Entschuldige bitte, aber dein Scheinargument ist ein völlig absurder Quatsch! Wer DAMIT ein Problem hat, hat 1. keine Ahnung und darf 2. NIEMALS Festnetzkunde bei einem Deutschen Kabelnetzbetreiber werden. Stichwort: TR-069! Das wird vor allem bei den KNB exzessiv (aus)genutzt. Weitere Stichworte zu den Stilblüten die das treibt: "WLAN-Aktivierung", "SIP-Sperre", "Unterdrückter Bridge-Modus" etc...

Da ist der Homespot nur ein winziger Tropfen auf dem siedendheißen Stein. Und dabei ist dieser Tropfen im Gensatz zu den anderen auch noch als einziger positiv für den Kunden.
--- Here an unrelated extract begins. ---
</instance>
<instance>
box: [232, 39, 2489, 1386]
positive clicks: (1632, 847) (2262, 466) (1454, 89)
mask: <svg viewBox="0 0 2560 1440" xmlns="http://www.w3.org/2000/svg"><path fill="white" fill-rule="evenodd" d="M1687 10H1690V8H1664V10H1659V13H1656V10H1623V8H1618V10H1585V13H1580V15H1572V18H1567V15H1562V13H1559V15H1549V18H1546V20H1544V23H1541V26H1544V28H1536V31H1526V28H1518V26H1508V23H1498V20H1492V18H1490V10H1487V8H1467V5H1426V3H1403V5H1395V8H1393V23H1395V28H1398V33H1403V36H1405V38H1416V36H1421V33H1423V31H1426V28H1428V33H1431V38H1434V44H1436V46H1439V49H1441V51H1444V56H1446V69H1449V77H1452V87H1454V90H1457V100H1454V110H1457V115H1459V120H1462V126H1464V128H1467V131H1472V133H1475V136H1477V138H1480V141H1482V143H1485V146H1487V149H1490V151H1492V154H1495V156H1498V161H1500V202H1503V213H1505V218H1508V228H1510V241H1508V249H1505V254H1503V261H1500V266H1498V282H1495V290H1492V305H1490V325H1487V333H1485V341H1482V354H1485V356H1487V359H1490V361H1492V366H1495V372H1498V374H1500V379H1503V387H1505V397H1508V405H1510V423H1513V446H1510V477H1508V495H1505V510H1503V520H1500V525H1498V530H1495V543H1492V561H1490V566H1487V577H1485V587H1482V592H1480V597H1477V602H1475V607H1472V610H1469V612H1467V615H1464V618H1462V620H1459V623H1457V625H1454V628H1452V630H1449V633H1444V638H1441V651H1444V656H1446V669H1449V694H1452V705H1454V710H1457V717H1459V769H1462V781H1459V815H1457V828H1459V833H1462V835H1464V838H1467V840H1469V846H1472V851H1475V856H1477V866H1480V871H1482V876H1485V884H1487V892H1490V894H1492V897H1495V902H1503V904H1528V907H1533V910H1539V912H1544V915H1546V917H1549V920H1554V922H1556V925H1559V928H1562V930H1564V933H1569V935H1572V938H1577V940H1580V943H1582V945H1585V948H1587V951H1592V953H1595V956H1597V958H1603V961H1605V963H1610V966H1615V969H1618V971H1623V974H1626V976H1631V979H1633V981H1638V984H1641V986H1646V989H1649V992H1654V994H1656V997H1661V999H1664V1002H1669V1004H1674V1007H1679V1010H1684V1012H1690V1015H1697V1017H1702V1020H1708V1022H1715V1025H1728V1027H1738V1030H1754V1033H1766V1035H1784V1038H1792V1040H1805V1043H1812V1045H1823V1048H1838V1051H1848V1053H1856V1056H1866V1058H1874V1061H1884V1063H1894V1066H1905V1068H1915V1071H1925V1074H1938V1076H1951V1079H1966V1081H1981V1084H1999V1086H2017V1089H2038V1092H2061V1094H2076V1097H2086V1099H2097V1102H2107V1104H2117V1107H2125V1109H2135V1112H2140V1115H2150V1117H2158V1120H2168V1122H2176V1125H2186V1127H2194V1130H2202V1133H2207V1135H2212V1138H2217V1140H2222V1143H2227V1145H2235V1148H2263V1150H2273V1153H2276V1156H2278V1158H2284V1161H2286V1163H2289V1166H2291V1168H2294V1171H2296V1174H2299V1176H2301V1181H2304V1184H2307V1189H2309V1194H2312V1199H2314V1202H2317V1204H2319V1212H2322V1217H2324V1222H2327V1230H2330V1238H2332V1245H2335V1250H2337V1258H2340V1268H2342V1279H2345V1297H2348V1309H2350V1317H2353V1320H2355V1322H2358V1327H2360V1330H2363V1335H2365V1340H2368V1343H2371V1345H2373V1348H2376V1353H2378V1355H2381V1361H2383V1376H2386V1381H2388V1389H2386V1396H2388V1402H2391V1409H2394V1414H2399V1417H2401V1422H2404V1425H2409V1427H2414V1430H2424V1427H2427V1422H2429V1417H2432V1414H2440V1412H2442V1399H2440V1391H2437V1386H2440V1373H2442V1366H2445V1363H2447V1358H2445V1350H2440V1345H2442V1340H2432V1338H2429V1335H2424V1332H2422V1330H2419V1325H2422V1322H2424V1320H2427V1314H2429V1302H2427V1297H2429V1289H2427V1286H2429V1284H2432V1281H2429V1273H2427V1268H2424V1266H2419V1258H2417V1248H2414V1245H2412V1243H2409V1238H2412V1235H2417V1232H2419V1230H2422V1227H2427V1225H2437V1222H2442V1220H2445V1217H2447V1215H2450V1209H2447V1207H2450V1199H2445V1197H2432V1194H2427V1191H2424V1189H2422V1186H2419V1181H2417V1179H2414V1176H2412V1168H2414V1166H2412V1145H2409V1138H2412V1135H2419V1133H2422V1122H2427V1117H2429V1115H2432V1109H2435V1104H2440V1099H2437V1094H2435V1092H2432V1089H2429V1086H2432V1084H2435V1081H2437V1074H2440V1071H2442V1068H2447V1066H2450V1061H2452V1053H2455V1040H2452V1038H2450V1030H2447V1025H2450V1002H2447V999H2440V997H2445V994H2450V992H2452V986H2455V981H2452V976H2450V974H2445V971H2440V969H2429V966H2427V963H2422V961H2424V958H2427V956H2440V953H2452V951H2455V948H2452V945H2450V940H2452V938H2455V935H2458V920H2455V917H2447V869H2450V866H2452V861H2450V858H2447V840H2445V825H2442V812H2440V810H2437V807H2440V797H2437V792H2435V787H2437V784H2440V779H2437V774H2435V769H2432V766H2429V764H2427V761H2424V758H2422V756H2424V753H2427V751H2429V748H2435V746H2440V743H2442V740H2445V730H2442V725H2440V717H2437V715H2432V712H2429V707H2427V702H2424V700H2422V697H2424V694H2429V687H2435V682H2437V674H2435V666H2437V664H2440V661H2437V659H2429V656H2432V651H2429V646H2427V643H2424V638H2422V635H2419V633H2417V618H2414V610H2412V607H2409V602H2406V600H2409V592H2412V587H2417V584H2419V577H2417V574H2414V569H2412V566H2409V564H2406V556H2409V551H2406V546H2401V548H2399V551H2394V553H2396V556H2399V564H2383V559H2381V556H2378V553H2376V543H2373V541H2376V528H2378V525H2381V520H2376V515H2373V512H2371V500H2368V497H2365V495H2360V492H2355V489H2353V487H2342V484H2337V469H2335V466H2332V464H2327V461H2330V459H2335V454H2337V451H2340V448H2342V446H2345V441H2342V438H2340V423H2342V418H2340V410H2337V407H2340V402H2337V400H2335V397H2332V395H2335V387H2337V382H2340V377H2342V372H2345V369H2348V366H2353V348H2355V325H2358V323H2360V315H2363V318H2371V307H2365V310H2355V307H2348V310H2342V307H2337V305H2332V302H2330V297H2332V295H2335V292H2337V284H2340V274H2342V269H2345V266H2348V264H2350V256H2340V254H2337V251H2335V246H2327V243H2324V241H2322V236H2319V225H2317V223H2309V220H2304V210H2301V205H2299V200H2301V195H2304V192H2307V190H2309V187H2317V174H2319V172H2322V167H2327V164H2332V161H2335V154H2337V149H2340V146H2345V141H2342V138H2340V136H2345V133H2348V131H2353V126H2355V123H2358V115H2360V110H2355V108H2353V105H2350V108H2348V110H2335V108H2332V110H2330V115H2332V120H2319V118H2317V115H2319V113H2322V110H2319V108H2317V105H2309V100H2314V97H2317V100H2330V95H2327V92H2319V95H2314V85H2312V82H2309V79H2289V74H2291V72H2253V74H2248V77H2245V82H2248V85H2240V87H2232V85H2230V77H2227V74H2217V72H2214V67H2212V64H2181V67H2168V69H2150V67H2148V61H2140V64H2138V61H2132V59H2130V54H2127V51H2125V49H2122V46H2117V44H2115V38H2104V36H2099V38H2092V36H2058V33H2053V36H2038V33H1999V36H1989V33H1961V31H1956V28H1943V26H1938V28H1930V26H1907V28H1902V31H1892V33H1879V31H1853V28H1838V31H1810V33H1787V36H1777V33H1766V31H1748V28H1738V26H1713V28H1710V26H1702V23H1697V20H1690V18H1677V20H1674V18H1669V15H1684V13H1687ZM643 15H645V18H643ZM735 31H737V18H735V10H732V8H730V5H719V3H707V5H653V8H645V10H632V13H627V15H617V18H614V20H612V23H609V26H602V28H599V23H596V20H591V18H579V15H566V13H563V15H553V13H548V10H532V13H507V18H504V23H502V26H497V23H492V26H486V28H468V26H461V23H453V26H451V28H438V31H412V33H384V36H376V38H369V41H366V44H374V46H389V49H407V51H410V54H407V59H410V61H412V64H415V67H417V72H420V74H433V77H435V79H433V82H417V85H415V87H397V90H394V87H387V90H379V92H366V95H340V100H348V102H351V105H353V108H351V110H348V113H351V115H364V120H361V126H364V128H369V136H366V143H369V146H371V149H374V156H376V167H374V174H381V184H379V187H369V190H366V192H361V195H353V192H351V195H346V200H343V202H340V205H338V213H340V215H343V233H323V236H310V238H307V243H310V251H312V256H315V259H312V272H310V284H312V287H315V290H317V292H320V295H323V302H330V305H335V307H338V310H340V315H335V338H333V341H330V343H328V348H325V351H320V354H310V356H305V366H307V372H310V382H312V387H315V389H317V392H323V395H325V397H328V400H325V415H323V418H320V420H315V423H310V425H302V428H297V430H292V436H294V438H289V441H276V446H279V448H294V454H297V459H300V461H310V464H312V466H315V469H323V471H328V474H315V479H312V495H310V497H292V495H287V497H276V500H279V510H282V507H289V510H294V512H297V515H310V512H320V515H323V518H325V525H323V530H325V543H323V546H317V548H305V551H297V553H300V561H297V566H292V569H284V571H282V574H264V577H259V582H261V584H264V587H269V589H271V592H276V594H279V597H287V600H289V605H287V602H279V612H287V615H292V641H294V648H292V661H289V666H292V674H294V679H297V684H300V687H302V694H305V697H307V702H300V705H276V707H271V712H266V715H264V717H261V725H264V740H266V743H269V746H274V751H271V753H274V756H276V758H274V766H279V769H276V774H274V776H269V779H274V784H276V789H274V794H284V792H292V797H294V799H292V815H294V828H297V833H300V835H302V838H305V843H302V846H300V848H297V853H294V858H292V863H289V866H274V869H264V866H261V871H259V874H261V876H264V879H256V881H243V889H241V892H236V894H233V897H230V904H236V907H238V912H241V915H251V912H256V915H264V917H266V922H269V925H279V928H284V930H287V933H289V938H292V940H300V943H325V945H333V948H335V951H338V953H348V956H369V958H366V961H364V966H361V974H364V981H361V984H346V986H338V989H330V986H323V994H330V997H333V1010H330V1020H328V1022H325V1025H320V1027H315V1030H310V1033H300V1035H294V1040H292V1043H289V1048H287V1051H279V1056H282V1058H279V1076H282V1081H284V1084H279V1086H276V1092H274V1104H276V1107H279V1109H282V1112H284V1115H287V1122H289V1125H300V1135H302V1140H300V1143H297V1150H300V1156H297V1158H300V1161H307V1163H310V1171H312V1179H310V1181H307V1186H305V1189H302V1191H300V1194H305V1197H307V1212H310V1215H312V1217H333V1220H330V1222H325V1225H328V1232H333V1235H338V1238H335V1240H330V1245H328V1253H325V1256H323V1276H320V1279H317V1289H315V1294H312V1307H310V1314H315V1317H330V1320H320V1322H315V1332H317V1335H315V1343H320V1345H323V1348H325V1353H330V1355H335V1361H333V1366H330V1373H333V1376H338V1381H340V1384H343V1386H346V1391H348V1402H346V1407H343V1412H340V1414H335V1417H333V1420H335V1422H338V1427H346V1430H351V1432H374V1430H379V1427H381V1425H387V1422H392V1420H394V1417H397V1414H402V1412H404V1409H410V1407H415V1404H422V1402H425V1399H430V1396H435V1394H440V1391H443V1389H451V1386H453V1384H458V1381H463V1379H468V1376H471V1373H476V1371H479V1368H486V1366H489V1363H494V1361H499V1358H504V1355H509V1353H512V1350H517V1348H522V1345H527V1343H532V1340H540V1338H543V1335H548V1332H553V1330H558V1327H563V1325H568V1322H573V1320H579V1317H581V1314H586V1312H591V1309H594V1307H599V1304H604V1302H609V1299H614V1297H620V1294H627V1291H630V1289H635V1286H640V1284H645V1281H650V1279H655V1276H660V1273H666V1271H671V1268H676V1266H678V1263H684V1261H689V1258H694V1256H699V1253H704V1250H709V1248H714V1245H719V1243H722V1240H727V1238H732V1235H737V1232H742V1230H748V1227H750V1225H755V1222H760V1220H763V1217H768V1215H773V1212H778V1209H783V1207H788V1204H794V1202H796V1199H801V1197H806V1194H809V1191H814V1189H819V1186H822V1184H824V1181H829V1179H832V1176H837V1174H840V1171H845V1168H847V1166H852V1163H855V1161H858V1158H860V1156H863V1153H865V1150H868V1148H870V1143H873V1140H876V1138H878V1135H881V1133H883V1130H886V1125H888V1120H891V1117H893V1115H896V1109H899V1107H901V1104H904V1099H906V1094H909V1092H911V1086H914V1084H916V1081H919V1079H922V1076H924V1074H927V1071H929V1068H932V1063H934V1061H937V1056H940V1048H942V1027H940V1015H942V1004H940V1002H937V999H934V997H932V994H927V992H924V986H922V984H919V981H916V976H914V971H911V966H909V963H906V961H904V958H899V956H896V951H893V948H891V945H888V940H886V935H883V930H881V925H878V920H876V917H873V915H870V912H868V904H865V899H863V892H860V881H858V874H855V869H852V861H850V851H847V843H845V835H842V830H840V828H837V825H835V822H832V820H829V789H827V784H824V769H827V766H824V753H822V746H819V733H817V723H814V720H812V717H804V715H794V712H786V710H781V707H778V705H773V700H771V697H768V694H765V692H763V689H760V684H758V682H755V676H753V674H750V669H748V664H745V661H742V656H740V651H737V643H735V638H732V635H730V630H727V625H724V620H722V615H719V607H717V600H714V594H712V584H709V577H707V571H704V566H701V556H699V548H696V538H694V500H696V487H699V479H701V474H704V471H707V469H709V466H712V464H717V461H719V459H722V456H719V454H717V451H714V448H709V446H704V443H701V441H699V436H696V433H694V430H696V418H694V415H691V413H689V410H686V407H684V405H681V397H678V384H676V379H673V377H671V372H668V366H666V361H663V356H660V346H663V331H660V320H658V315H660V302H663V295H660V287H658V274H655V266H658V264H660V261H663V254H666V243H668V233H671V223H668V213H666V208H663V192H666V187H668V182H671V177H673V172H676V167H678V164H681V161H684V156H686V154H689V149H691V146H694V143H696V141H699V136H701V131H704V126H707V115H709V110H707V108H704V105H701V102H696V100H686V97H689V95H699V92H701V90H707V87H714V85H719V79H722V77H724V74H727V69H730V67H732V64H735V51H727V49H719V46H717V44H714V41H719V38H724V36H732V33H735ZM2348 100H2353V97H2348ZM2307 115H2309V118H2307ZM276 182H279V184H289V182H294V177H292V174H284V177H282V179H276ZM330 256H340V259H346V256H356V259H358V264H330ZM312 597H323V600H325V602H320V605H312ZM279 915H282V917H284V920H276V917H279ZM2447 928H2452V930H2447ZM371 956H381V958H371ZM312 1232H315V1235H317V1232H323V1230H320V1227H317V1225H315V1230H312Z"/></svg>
Warum also diese völlig haltlose Kritik?

Auch im DSL-Bereich gibt es genügend Anbieter die TR-069 intensiv (nicht ganz so exzessiv wie die KNB) nutzen. Vor allem diejenigen mit dem ganzen All-In-One-IAD- und NGN-Gelumpe. Ich hoffe du erkennst jetzt, dass das was du hier postulierst und forderst überweigend längst nicht mehr existiert. Warum haben wir denn gerade die ganzen Diskussionen um die Netzneutralität und den Netzabschluss??? Mitreden zu wollen ohne Ahnung zu haben ist für mich übrigens ein absolutes NOGO...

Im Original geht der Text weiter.